VILLA POMA . Quattro anni e mezzo: è la condanna inflitta a Gianluca Scigliano, 26enne di Villa Poma, responsabile insieme a due complici di una rapina violenta compiuta l’anno scorso nel Rodigino. I carabinieri l’avevano definito un assalto determinato e feroce, quello messo a segno nella serata del 30 giugno scorso al Centro relax Tuina a Stienta. I malviventi non avevano esitato a prendere la dipendente del centro a calci e ginocchiate in faccia dopo un tentativo di resistenza. E la rinchiusero anche in uno sgabuzzino. Poi afferrarono contanti, cosmetici e profumi e si diedero alla fuga.

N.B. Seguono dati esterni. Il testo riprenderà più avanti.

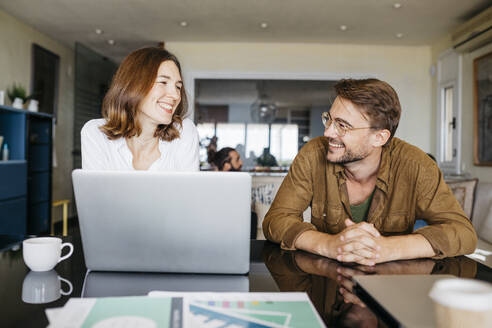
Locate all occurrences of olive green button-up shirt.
[263,137,477,258]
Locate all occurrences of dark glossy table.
[0,231,492,327]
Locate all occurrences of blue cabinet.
[0,106,53,234]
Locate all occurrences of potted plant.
[7,83,30,109]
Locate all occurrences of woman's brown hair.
[335,79,401,144]
[101,47,188,141]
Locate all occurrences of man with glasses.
[263,79,477,265]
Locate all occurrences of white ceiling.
[0,0,492,61]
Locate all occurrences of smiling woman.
[81,47,199,171]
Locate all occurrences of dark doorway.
[31,43,60,118]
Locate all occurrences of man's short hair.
[335,79,401,143]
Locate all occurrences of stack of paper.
[46,292,324,328]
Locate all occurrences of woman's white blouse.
[80,118,200,171]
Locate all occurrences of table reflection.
[263,243,477,327]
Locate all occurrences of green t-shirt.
[350,188,376,223]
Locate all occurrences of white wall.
[166,42,435,152]
[0,10,74,213]
[431,34,492,182]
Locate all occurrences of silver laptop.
[72,170,251,274]
[81,271,249,297]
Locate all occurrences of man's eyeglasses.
[321,112,378,137]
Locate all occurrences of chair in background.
[51,199,70,236]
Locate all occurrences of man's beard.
[326,138,369,165]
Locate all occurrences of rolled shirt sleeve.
[414,165,477,259]
[263,143,317,250]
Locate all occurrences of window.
[436,49,461,174]
[197,123,299,169]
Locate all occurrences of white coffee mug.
[22,270,73,304]
[22,237,73,271]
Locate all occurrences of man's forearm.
[377,234,435,262]
[295,230,337,259]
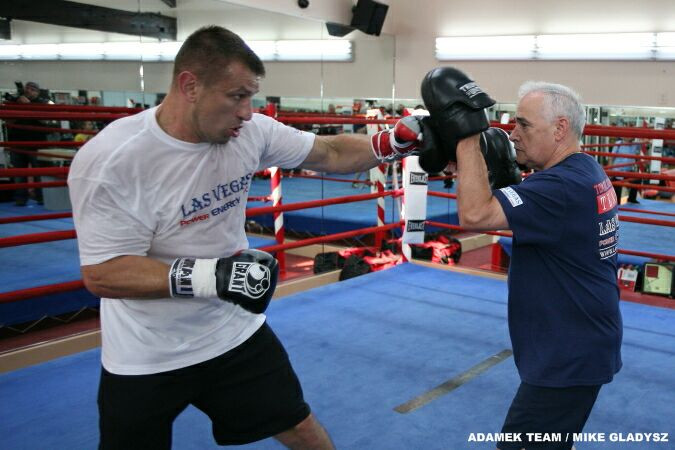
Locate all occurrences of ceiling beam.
[0,18,12,40]
[0,0,176,40]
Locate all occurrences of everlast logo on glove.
[405,220,425,232]
[410,172,429,186]
[459,81,483,98]
[228,262,270,299]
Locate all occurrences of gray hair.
[518,81,586,138]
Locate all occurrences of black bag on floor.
[340,255,373,281]
[314,252,345,274]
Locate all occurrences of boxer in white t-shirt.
[68,26,428,450]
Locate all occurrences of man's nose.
[237,100,253,120]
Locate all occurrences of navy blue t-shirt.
[493,153,623,387]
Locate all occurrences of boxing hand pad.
[421,67,495,147]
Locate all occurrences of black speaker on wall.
[350,0,389,36]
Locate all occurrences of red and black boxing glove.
[370,116,423,163]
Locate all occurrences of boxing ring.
[0,106,675,449]
[0,264,675,450]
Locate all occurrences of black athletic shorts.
[98,324,310,450]
[497,383,601,450]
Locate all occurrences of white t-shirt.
[68,108,314,375]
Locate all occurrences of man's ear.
[177,70,199,103]
[553,116,570,141]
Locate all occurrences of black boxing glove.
[480,127,522,189]
[418,116,457,173]
[420,67,495,172]
[169,249,279,314]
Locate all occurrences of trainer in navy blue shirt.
[457,82,622,450]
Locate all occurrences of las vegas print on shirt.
[593,178,619,259]
[180,173,253,227]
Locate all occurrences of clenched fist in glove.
[370,116,423,163]
[370,115,444,167]
[480,128,522,189]
[420,67,495,173]
[169,249,279,314]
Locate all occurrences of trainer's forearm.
[81,255,170,299]
[457,135,492,228]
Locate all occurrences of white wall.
[0,0,675,107]
[387,0,675,107]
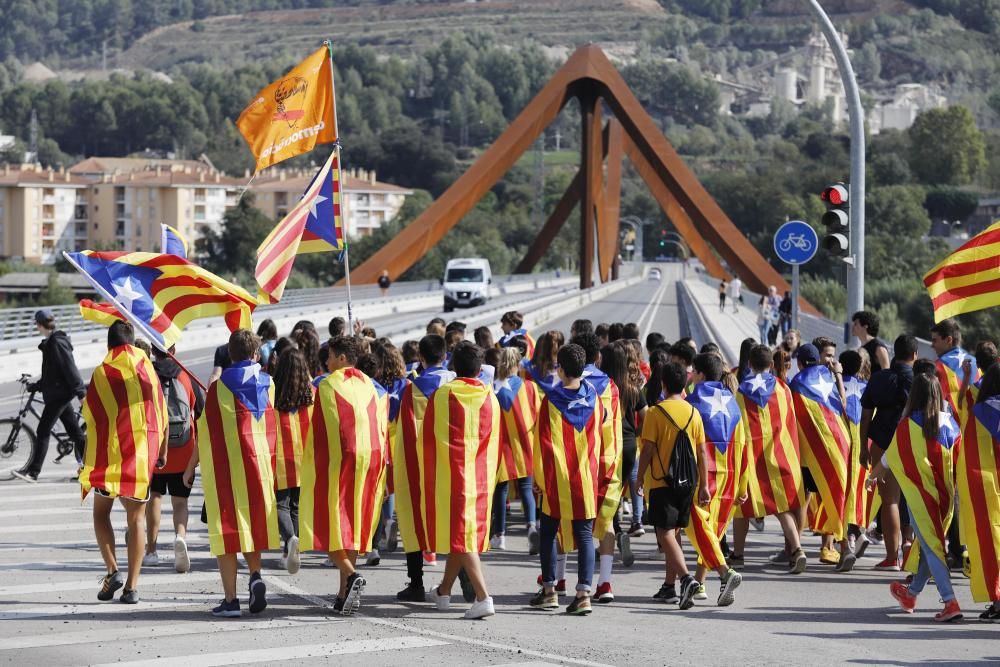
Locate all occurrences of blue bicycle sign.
[774,220,819,265]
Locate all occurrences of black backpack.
[650,405,698,491]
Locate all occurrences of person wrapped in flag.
[789,341,851,564]
[80,320,167,604]
[531,344,605,615]
[184,329,280,618]
[730,345,807,574]
[686,354,747,607]
[422,341,500,619]
[272,346,316,574]
[392,334,455,602]
[490,347,539,556]
[956,360,1000,623]
[868,373,962,622]
[299,336,387,615]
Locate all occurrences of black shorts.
[149,472,191,498]
[646,487,694,530]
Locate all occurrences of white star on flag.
[702,388,733,419]
[111,278,142,310]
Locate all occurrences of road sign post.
[774,220,819,329]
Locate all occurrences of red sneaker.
[934,600,962,623]
[889,581,917,614]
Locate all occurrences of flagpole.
[323,39,354,335]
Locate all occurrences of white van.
[441,257,493,313]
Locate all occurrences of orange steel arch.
[351,46,814,312]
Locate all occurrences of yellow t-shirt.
[642,399,705,491]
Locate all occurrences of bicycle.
[0,374,86,470]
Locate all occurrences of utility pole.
[809,0,865,334]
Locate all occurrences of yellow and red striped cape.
[885,411,961,567]
[736,373,805,518]
[790,365,851,540]
[198,361,280,556]
[299,368,388,552]
[957,397,1000,602]
[80,345,167,500]
[493,377,539,482]
[420,378,500,553]
[271,400,316,491]
[687,382,748,570]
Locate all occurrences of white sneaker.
[285,535,300,574]
[465,597,497,619]
[174,536,191,573]
[427,586,451,611]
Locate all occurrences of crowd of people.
[23,306,1000,622]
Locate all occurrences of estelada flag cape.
[299,368,388,552]
[80,345,169,500]
[272,390,315,491]
[790,365,851,540]
[198,361,280,556]
[236,46,338,171]
[390,366,455,552]
[686,382,748,569]
[420,378,500,553]
[736,373,804,518]
[885,411,961,562]
[493,376,538,482]
[957,396,1000,602]
[533,382,603,524]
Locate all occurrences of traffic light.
[819,183,851,262]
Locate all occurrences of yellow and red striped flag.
[790,365,851,540]
[299,368,388,553]
[957,396,1000,602]
[80,345,167,500]
[885,410,961,563]
[255,151,345,303]
[271,402,315,491]
[736,373,805,518]
[198,361,280,556]
[420,378,500,553]
[687,382,747,570]
[924,222,1000,322]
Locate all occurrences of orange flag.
[236,46,337,171]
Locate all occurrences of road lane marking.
[89,629,448,667]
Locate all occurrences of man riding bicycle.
[12,309,86,482]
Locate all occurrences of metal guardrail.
[0,272,554,342]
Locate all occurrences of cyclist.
[12,309,86,482]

La vittima sanguinante, liberatasi dallo stanzino, riuscì a memorizzare il numero di targa dell’auto che si allontanava. Diramato l’allarme, i carabinieri riuscirono a fermare l’Opel Corsa con i tre malviventi a bordo: Gianluca Scigliano, 26 anni, nato ad Ostiglia ma domiciliato a Villa Poma, Graziella Viafora, 46 anni di Cassano allo Ionio in provincia di Cosenza, anch’essa domiciliata a Villa Poma e L.G., 27 anni, nata a Isola della Scala (Vr), ma residente a Sustinente, incensurata. Il 6 febbraio il giudizio abbreviato nei confronti del solo Scigliano, condannato a quattro anni e mezzo. Fra venti giorni affronteranno il rito abbreviato anche le due complici.